Panipopo

Shiny rows of rolls in a glass baking pan. Sitting on top of sweet coconut milk. Gray napkin underneath.

Panipopo hails from American Samoa. It’s a treat that’s so much more than the sum of its parts. Fluffy rolls are baked atop and soaked in sweet, velvety coconut cream.

This recipe is adapted from a wonderful family recipe posted on manaui.com: “Why Samoan panipopo is food for the soul.”

Ingredients

  • 4 – 7 ¼ cups flour, divided 
  • 1 tsp salt 
  • 1 ¾ oz butter 
  • 1 cup plus 3 Tbsp sugar, divided 
  • 3 tsp active dry yeast 
  • 5 – 6 cups warm water, divided 
  • 1 can coconut cream (1 ¾ cups) 

Directions

In a large bowl, combine salt and 4 cups flour. Rub in the butter until the flour feels “silky” and clumps a little. Make a well in the middle, add sugar. 

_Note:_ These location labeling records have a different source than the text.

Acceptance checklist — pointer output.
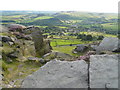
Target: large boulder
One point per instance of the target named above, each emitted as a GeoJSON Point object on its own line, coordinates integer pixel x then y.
{"type": "Point", "coordinates": [6, 39]}
{"type": "Point", "coordinates": [59, 55]}
{"type": "Point", "coordinates": [59, 74]}
{"type": "Point", "coordinates": [109, 44]}
{"type": "Point", "coordinates": [103, 71]}
{"type": "Point", "coordinates": [3, 29]}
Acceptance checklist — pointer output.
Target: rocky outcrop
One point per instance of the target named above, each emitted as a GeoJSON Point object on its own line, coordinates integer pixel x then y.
{"type": "Point", "coordinates": [103, 71]}
{"type": "Point", "coordinates": [59, 74]}
{"type": "Point", "coordinates": [109, 44]}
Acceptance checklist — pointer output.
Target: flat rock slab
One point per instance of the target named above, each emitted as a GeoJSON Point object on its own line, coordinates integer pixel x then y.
{"type": "Point", "coordinates": [103, 71]}
{"type": "Point", "coordinates": [109, 44]}
{"type": "Point", "coordinates": [59, 74]}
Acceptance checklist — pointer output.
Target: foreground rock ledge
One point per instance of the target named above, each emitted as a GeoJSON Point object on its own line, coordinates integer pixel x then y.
{"type": "Point", "coordinates": [103, 71]}
{"type": "Point", "coordinates": [59, 74]}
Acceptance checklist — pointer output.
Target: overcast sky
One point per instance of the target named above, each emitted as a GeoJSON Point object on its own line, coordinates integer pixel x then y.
{"type": "Point", "coordinates": [108, 6]}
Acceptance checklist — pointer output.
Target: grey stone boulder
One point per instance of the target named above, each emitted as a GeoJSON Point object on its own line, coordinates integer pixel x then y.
{"type": "Point", "coordinates": [109, 44]}
{"type": "Point", "coordinates": [55, 54]}
{"type": "Point", "coordinates": [36, 59]}
{"type": "Point", "coordinates": [59, 74]}
{"type": "Point", "coordinates": [103, 71]}
{"type": "Point", "coordinates": [5, 39]}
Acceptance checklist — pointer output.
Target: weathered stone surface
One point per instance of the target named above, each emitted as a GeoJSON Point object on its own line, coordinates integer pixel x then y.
{"type": "Point", "coordinates": [59, 55]}
{"type": "Point", "coordinates": [3, 29]}
{"type": "Point", "coordinates": [109, 44]}
{"type": "Point", "coordinates": [59, 74]}
{"type": "Point", "coordinates": [5, 39]}
{"type": "Point", "coordinates": [103, 71]}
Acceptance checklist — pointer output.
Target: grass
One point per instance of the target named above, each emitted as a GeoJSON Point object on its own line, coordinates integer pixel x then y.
{"type": "Point", "coordinates": [110, 26]}
{"type": "Point", "coordinates": [42, 17]}
{"type": "Point", "coordinates": [98, 34]}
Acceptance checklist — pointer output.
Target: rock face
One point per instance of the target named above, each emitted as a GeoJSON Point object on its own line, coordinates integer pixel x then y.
{"type": "Point", "coordinates": [103, 71]}
{"type": "Point", "coordinates": [109, 44]}
{"type": "Point", "coordinates": [59, 55]}
{"type": "Point", "coordinates": [59, 74]}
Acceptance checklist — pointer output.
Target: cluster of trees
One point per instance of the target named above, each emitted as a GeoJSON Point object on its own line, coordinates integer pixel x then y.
{"type": "Point", "coordinates": [85, 37]}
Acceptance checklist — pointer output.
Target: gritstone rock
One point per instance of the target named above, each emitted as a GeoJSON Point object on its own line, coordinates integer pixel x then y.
{"type": "Point", "coordinates": [59, 74]}
{"type": "Point", "coordinates": [103, 71]}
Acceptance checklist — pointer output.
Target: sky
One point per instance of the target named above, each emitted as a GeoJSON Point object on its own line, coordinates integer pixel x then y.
{"type": "Point", "coordinates": [105, 6]}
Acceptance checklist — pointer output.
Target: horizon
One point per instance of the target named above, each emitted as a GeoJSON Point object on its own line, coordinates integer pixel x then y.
{"type": "Point", "coordinates": [101, 6]}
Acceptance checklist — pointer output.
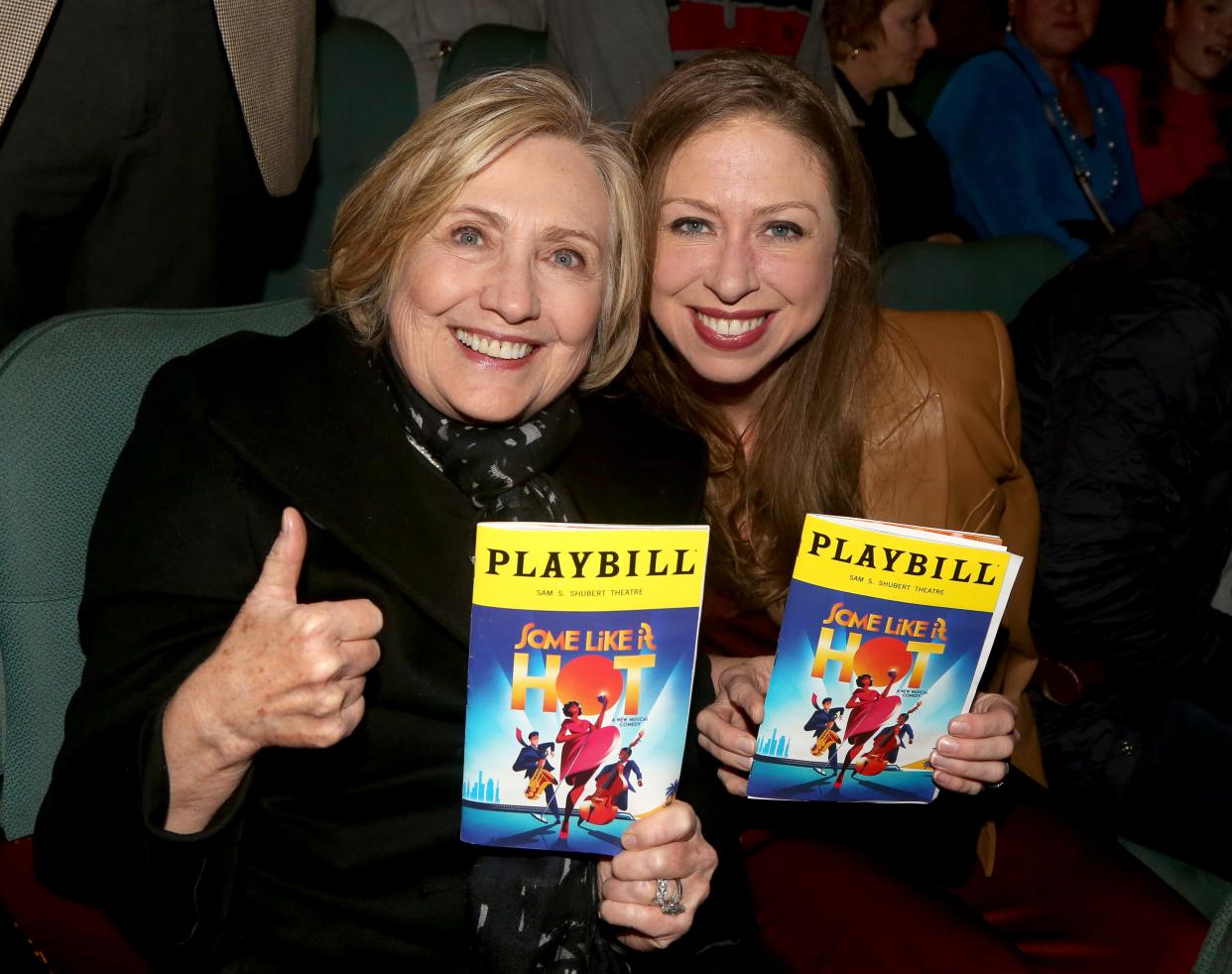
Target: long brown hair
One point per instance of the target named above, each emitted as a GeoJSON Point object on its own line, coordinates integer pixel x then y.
{"type": "Point", "coordinates": [1156, 80]}
{"type": "Point", "coordinates": [808, 429]}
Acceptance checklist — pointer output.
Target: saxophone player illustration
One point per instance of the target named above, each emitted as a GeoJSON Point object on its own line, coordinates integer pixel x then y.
{"type": "Point", "coordinates": [540, 780]}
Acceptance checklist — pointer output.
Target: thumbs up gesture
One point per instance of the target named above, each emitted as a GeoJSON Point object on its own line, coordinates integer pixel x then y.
{"type": "Point", "coordinates": [285, 674]}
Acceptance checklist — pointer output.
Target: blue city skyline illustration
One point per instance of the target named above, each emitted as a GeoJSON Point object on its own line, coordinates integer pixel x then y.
{"type": "Point", "coordinates": [774, 745]}
{"type": "Point", "coordinates": [481, 791]}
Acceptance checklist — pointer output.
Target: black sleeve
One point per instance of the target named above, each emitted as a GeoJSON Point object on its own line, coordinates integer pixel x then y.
{"type": "Point", "coordinates": [177, 546]}
{"type": "Point", "coordinates": [1126, 428]}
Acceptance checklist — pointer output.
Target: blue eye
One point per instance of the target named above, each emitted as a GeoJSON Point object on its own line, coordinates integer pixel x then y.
{"type": "Point", "coordinates": [688, 225]}
{"type": "Point", "coordinates": [785, 230]}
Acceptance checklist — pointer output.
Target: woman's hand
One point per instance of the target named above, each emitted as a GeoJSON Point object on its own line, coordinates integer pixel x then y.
{"type": "Point", "coordinates": [975, 753]}
{"type": "Point", "coordinates": [285, 674]}
{"type": "Point", "coordinates": [728, 727]}
{"type": "Point", "coordinates": [667, 845]}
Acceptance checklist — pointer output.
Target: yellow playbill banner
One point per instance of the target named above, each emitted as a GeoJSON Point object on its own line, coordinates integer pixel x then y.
{"type": "Point", "coordinates": [906, 565]}
{"type": "Point", "coordinates": [569, 566]}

To a small non-plastic bowl, add yeast and, very slowly, 1 cup of very warm water. Stir until yeast is dissolved, using fingers if you’d like to help the process along. Pour yeast-water into the well in the flour mixture – you should see yeast begin to bubble up as it contacts sugar. 

Using a wooden spoon, fold flour into the liquid and mix everything together thoroughly. Add more warm water, 2-3 cups, until it becomes a thick batter that still jiggles a bit when you shake the bowl. 

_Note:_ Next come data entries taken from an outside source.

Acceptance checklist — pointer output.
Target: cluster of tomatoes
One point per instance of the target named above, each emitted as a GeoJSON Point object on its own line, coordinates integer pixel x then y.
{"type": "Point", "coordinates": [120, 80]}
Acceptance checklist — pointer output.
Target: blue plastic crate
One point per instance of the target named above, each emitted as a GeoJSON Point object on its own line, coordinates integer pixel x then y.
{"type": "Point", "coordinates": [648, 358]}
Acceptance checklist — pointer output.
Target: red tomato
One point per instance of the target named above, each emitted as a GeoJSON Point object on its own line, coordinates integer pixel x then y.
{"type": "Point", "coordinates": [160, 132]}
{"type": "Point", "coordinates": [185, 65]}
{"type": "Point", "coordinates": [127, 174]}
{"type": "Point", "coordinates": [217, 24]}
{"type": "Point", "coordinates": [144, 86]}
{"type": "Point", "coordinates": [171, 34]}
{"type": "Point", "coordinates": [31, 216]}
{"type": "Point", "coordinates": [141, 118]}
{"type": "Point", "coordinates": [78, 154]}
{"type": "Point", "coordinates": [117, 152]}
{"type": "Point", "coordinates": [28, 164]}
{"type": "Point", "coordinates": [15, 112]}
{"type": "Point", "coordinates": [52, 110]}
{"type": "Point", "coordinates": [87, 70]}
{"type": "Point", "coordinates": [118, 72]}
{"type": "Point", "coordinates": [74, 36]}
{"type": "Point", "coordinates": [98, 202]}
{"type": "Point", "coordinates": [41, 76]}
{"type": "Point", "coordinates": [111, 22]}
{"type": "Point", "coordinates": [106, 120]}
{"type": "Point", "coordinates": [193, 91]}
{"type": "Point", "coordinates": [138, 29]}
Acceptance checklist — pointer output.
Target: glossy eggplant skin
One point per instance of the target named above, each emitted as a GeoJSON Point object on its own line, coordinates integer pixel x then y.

Cover bowl lightly with a clean towel or parchment paper. Leave in a warm, dry spot to rise for 2 hours. By then, the dough should have doubled in size with lots of holes in it. Spread 2 cups flour on a clean work surface and put the dough on top of it. Fold flour into dough and knead until it’s much less sticky and absorbed almost all the flour, about 5 minutes. 

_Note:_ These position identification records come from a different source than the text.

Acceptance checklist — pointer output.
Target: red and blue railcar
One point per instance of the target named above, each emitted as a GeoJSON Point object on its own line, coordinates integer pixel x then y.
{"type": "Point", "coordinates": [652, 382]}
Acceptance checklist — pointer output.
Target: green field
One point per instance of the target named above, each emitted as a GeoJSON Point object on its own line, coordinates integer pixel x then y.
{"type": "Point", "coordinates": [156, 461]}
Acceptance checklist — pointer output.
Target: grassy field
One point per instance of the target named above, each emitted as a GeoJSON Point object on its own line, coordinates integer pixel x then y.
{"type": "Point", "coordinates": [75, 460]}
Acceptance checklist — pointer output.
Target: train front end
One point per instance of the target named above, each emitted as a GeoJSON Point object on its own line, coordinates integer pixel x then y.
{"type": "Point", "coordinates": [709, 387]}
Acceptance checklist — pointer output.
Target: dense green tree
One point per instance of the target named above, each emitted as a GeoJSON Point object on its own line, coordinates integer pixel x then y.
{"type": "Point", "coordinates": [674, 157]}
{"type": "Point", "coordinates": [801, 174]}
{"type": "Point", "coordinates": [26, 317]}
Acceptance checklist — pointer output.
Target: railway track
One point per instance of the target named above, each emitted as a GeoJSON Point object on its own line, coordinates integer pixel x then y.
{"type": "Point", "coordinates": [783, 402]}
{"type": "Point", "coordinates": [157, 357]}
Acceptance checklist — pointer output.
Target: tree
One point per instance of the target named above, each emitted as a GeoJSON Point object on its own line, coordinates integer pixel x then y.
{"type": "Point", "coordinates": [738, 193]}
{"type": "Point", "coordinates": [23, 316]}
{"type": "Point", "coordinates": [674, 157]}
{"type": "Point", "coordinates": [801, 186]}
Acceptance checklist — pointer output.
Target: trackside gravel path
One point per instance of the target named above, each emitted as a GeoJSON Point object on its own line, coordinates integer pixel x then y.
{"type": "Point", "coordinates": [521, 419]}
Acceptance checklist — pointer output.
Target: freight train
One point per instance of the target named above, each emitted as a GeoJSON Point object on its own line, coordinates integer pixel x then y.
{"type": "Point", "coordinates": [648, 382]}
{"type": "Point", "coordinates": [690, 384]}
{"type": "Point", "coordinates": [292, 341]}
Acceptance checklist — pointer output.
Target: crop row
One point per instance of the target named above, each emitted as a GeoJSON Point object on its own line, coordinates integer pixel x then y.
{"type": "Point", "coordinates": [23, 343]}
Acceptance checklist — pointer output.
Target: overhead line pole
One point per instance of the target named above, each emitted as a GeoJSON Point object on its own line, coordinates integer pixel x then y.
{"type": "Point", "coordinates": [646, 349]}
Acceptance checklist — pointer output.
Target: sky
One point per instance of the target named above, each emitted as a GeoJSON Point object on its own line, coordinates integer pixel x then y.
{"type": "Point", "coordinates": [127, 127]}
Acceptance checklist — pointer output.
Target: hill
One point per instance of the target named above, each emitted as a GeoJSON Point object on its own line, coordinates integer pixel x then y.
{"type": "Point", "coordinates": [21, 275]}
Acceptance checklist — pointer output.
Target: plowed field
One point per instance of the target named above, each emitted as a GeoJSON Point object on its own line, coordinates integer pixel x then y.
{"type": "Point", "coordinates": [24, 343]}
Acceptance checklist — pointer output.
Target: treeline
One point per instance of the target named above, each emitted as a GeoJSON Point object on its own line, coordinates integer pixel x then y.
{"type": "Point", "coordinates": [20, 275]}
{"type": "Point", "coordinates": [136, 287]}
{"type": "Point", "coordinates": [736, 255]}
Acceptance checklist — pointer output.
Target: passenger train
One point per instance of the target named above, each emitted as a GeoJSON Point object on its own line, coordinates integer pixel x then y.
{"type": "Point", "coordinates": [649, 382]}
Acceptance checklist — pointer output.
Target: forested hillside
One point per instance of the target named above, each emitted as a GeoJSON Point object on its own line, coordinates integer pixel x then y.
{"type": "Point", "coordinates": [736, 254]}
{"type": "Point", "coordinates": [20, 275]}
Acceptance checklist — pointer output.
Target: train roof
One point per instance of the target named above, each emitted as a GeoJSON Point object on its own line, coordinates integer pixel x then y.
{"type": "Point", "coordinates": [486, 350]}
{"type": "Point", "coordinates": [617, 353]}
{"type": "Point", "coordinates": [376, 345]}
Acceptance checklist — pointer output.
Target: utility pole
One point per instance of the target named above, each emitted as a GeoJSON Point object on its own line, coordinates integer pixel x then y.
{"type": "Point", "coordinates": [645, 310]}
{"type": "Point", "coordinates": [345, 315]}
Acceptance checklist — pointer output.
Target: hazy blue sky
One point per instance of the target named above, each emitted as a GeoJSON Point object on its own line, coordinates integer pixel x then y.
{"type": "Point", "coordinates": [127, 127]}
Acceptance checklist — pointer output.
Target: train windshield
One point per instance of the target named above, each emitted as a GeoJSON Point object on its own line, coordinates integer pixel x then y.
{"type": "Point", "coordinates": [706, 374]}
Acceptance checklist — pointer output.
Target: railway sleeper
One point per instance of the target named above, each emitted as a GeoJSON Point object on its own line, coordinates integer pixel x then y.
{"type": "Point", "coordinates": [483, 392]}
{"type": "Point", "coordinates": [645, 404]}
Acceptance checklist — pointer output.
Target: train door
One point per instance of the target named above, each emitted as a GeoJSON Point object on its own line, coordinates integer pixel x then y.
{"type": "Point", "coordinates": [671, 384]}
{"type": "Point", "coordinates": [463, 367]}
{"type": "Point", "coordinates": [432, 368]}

When dough is easier to hold but still a little sticky, and a lot more solid than batter, put back in bowl and cover again for a second rise—about an hour. By that time, dough should have doubled in size and have more holes, but less than last time. 

Add ½ cup flour to your clean work surface and knead dough until it’s less sticky. Cut dough into palm-sized pieces and roll into spheres on the work surface. 

Preheat oven to 400°. Place buns in neat rows in a 9” x 13” baking pan, they’ll keep rising while you prepare the coconut cream sauce. 

Pour coconut cream into a bowl. To the empty can, add 2 Tbsp flour and some warm water to stir into the flour until you have a thick liquid. Add more warm water until the can is full, pour the water-flour mixture into the coconut cream. Stirring continuously, add in 1 more cup of warm water and then 1 cup sugar. 

Set aside 1 cup of coconut cream sauce and pour the rest into the pan with the buns. Put pan into oven, with a sheet pan one rack down to catch any drips, and bake 20 minutes. Check buns at this point, the sauce should have cooked down a bit. Add the reserved cup of coconut cream sauce and bake 20-25 minutes more. 

Buns should now be golden on top with coconut cream sauce bubbling around the bottom. Remove pan from oven, covering with foil so buns don’t dry out as they cool. Serve warm.